Mais vous êtes-vous déjà interrogé sur les raisons qui amènent l’agent immobilier à vous faire signer un tel document ? Quelle valeur juridique ce document a-t-il vraiment ? Qu’implique la signature d’un bon de visite pour l’acheteur ? Pour le vendeur ?
On va le voir ci-dessous, les implications sont assez subtiles en fonction du mandat de vente contracté entre l’agence et le vendeur.
Le bon de visite est un document que l’agent immobilier fait signer aux acquéreurs potentiels à qui il fait visiter un bien à la vente.
Il permet à l’agent immobilier qui le fait signer de :
Un bon de visite comporte normalement :
– le numéro du mandat de vente confié par le vendeur
– une mention de l’assurance de l’agence immobilière contre les dommages qui pourraient survenir lors de la visite (accident, casse involontaire, vol, éventuelles dégradations…)

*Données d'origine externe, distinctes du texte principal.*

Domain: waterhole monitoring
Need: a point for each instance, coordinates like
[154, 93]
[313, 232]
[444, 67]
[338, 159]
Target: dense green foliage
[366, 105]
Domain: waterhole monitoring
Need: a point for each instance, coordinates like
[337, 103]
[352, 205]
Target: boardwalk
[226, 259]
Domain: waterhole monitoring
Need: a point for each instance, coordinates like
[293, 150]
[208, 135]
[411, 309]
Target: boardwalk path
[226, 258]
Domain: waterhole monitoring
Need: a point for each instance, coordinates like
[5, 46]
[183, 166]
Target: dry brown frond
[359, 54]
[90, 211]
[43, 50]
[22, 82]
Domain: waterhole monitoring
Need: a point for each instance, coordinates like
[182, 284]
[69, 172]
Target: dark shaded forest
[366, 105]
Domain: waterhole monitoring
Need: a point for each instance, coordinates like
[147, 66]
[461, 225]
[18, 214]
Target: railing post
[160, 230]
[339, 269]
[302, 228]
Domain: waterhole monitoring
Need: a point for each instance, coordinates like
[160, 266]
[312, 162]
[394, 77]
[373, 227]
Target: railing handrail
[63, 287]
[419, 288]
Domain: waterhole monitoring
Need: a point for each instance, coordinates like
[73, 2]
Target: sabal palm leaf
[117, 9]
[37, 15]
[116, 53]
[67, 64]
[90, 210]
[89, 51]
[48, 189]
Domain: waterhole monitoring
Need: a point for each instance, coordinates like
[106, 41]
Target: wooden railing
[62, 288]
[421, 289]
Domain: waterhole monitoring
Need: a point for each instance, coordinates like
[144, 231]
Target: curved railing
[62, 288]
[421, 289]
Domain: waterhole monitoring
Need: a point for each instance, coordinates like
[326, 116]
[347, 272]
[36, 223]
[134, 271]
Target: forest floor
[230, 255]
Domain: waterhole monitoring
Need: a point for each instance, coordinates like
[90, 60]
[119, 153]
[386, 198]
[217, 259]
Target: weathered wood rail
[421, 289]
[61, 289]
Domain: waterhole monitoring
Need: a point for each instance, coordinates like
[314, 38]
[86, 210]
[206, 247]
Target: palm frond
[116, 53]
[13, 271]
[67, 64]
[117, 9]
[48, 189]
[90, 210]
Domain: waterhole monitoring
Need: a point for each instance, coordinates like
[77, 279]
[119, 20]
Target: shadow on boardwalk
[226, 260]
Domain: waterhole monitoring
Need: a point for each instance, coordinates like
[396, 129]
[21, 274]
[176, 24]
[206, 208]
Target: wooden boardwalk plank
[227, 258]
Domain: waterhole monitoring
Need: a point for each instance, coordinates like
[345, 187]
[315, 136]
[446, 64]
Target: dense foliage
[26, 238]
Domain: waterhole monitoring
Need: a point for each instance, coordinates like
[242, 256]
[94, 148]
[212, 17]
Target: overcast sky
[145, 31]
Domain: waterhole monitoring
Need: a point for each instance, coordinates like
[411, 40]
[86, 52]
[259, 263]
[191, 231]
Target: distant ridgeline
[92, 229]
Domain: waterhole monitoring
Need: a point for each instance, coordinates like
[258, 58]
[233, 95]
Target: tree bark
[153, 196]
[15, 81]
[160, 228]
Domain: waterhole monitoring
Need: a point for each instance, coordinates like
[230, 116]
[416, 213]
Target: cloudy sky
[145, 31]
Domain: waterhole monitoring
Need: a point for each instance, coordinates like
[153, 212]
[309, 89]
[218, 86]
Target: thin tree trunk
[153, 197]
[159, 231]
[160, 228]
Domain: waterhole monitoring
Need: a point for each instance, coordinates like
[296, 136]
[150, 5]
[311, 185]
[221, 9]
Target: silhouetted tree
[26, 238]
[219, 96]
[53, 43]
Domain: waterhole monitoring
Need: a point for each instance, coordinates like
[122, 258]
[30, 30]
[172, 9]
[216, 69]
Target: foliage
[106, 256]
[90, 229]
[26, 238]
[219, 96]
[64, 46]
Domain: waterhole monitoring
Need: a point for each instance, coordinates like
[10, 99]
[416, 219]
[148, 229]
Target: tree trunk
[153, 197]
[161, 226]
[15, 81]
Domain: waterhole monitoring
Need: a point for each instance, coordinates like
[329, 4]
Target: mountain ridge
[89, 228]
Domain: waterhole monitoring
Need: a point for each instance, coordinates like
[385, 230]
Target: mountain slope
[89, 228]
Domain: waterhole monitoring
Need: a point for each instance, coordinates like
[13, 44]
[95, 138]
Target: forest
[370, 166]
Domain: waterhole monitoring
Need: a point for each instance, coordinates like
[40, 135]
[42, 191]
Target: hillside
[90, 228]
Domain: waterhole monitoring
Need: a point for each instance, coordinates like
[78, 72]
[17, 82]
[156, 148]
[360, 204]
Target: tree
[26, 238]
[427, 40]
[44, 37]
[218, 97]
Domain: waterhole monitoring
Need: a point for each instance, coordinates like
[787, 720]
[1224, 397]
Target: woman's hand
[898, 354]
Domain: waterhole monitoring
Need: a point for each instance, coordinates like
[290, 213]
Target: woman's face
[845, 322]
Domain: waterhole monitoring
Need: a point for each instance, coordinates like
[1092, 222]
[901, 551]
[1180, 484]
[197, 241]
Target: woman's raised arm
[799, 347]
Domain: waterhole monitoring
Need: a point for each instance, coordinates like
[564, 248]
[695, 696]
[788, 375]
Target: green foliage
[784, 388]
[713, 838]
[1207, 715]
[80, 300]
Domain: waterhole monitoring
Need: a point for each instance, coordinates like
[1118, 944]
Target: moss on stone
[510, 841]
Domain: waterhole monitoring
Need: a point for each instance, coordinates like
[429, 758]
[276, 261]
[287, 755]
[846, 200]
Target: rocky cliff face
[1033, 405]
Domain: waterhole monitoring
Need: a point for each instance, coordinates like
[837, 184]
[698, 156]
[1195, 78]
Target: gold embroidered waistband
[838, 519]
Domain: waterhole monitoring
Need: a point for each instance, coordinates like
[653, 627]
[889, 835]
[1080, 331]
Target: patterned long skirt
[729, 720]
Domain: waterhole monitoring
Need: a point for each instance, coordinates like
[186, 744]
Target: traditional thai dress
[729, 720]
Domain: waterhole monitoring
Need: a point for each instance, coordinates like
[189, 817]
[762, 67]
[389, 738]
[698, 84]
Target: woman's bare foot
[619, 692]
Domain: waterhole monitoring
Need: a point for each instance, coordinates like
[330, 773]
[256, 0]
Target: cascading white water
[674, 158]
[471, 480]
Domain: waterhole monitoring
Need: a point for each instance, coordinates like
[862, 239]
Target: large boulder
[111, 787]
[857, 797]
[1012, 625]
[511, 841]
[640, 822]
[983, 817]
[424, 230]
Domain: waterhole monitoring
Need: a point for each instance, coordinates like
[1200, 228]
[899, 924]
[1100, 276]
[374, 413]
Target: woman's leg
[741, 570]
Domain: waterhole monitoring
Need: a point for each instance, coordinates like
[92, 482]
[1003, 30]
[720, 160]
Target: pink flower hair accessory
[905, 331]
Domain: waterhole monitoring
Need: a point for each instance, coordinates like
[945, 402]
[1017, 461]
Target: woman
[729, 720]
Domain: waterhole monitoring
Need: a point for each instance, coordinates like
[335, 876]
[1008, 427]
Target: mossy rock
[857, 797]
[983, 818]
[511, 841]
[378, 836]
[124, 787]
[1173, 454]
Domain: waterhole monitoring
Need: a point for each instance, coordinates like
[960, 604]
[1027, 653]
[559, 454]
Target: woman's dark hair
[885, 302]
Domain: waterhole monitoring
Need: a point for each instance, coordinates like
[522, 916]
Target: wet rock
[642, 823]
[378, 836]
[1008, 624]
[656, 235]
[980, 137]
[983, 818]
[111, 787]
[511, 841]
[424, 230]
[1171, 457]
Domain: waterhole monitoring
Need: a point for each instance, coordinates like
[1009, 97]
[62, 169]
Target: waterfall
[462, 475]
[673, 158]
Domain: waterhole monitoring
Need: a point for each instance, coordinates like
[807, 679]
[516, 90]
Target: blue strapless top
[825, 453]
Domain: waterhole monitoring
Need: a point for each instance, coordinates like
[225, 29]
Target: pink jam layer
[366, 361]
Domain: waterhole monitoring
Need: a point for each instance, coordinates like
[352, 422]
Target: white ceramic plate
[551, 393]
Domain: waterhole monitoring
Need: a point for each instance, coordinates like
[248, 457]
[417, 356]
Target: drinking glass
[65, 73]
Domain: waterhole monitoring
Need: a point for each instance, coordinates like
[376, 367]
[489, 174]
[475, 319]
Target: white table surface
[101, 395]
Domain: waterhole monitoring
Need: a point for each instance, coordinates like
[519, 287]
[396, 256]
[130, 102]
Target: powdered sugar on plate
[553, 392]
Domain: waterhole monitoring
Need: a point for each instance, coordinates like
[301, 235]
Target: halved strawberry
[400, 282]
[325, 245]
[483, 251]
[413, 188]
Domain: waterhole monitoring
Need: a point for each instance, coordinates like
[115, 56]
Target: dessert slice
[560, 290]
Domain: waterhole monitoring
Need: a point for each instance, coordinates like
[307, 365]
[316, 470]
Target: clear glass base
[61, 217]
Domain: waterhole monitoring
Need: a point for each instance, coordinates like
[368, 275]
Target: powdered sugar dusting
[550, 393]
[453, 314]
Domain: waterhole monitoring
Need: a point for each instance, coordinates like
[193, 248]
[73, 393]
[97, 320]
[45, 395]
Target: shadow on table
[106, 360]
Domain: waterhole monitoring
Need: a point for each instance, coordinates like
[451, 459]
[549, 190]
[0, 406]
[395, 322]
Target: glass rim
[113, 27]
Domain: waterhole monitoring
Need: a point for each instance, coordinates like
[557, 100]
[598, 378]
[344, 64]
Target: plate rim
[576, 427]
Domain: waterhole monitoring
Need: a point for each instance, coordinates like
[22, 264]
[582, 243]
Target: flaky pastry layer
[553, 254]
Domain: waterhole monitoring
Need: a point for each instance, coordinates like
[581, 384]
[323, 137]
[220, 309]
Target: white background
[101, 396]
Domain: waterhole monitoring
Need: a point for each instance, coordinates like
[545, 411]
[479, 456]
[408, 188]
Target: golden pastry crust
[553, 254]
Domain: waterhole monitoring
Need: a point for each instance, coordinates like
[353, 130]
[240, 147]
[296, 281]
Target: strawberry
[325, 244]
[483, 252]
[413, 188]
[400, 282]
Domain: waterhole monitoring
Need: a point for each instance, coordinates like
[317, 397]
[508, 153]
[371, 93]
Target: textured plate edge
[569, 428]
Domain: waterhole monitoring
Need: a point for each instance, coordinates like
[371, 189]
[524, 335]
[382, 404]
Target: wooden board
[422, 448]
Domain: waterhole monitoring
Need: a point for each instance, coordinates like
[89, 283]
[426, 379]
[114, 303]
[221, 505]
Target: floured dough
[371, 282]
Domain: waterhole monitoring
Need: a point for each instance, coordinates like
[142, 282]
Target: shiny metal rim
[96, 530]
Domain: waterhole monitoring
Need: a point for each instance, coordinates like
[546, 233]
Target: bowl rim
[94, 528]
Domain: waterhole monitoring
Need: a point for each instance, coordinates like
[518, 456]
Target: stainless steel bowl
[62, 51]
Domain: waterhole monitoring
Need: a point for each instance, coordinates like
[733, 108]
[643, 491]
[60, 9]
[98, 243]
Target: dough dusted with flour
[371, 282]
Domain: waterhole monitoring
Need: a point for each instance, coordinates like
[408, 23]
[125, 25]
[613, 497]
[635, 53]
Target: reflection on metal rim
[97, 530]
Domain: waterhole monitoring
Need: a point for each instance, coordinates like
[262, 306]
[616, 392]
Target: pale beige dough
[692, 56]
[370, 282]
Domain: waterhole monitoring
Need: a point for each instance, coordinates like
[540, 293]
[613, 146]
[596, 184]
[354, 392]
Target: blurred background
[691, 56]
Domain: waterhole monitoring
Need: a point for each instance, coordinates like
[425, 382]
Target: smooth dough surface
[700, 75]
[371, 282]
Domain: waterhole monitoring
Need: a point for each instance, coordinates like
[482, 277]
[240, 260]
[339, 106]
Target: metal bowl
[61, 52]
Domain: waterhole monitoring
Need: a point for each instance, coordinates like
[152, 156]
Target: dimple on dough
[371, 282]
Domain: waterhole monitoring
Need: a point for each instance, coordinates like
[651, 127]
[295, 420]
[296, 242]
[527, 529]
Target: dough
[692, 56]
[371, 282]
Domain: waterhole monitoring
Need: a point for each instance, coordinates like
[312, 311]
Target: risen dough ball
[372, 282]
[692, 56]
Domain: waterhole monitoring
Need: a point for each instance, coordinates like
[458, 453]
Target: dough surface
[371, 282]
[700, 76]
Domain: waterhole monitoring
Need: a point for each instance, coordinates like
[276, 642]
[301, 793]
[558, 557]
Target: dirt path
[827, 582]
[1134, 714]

– l’adresse du bien visité
– les coordonnées de l’intermédiaire (agence immobilière…)
– la signature de tous les visiteurs du bien
Comme indiqué précédemment, le bon de visite permet d’attester que l’agence immobilière dispose bien d’un mandat de vente de la part du vendeur.
Le vendeur confie généralement la vente de son bien immobilier à une ou plusieurs agences par le biais d’un ou plusieurs mandats. Ainsi, un mandat lie contractuellement la ou les agences immobilières au vendeur.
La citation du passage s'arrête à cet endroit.